The political discussion about the future of Uganda’s piloted Senior Citizen’s Grant has progressed to how the pension can be introduced nationally, an event heard last night.

The Hon. Flavia Kabahenda Rwabuhoro, speaking at the London event, revealed how the political argument in Uganda was won to secure the cabinet’s approval of Government funding to gradually take on the financing of 15 piloted districts, while extending it to 40 more of Uganda’s 112 districts.

Rwabuhoro, the founding chairperson and coordinator of the Uganda Parliamentary Forum on Social Protection, which a quarter of MPs are members of, said that the forum had provided a platform to build political will. She said that the ministry of finance had been impressed by evidence on the economic impacts contained in a report.

This point was emphasised in a keynote speech at the Age International, Development Pathways and Help Age event by Hon. Alex Ndeezi, MP for persons with disabilities and chairperson of the sessional committee on gender, labour and social development. “This is not charity, this is an investment,” he said.

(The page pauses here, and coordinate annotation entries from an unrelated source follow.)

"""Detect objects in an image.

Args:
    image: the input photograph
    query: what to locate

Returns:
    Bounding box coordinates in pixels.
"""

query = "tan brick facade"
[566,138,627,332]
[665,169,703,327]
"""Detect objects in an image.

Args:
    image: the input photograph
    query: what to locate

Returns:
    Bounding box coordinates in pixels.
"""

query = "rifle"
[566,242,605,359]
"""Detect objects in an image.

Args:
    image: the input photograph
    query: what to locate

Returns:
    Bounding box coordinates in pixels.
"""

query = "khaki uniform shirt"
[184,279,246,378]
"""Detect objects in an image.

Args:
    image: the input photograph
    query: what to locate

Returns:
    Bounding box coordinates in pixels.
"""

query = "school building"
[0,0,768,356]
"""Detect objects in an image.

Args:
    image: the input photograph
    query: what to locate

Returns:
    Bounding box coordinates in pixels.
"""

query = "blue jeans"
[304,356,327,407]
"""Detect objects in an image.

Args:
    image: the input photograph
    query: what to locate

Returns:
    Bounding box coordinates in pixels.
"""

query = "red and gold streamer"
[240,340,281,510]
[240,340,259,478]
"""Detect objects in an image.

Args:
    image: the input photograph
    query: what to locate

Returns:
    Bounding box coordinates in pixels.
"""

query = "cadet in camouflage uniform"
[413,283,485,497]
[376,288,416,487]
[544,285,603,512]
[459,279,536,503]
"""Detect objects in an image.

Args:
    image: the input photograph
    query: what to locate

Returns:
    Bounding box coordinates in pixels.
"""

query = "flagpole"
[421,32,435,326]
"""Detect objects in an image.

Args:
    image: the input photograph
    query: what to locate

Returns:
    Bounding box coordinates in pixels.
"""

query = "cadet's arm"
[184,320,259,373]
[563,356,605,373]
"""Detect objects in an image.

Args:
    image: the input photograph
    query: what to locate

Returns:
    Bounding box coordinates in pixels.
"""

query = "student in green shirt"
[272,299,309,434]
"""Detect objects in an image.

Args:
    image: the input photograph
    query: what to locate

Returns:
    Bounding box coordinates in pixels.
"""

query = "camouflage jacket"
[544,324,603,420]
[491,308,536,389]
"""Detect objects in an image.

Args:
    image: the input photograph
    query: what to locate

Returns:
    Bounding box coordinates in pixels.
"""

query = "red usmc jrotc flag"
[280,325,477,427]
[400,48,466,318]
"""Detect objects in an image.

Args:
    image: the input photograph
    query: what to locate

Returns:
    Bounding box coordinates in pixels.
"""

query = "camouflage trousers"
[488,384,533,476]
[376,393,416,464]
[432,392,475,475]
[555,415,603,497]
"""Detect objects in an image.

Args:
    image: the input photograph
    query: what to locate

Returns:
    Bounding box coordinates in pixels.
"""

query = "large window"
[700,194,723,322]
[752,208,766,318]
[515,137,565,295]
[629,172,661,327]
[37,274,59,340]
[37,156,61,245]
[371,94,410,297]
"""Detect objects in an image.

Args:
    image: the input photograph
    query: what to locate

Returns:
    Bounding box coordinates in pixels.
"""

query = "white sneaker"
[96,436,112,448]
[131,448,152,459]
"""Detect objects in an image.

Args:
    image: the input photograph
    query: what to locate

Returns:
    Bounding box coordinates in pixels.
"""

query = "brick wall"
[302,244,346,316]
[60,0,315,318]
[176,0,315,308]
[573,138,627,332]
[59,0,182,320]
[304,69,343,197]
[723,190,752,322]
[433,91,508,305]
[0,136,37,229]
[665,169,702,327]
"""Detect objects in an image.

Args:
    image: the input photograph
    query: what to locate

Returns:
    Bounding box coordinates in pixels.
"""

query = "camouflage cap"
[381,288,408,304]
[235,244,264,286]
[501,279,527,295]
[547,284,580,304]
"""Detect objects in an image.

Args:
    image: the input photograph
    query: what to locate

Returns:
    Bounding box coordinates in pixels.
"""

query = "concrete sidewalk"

The argument was not only made on economic grounds, however: Rwabuhoro gave an insight into the political dynamics that created momentum for the extension of the Senior Citizen’s Grant. “Many MPs lost their seats in the last elections where they had not brought the Senior Citizen’s Grant to their communities. People had seen the benefits in neighbouring districts, and attributed the fact that it was not introduced in their areas to their leaders."

“The new MPs are not going to risk the same happening to them.” The fact that the grant, piloted from 2011 with support from DfID and Irish Aid, has also increasingly become associated with President Yoweri Museveni had also proved pivotal, she added, and the argument was now about how to introduce the SCG nationwide, while support from DfID and Irish Aid gradually reduces. "Members of Parliament are saying it must be everywhere... the debate now is national roll-out."

The event also heard from Bjorn Gelders, Development Pathways Senior Social Protection Specialist, who outlined the multiplier effects for the economy, and Charles Knox-Vydmanov, Global Advisor on Social Protection at Help Age.

Knox-Vydmanov said that national leaderships advancing inclusive social protection had received political benefit, while targeted schemes tended not to gain national ownership. In questions afterwards, a representative from Irish Aid said that the grant was an example of a programme that was helping the vulnerable.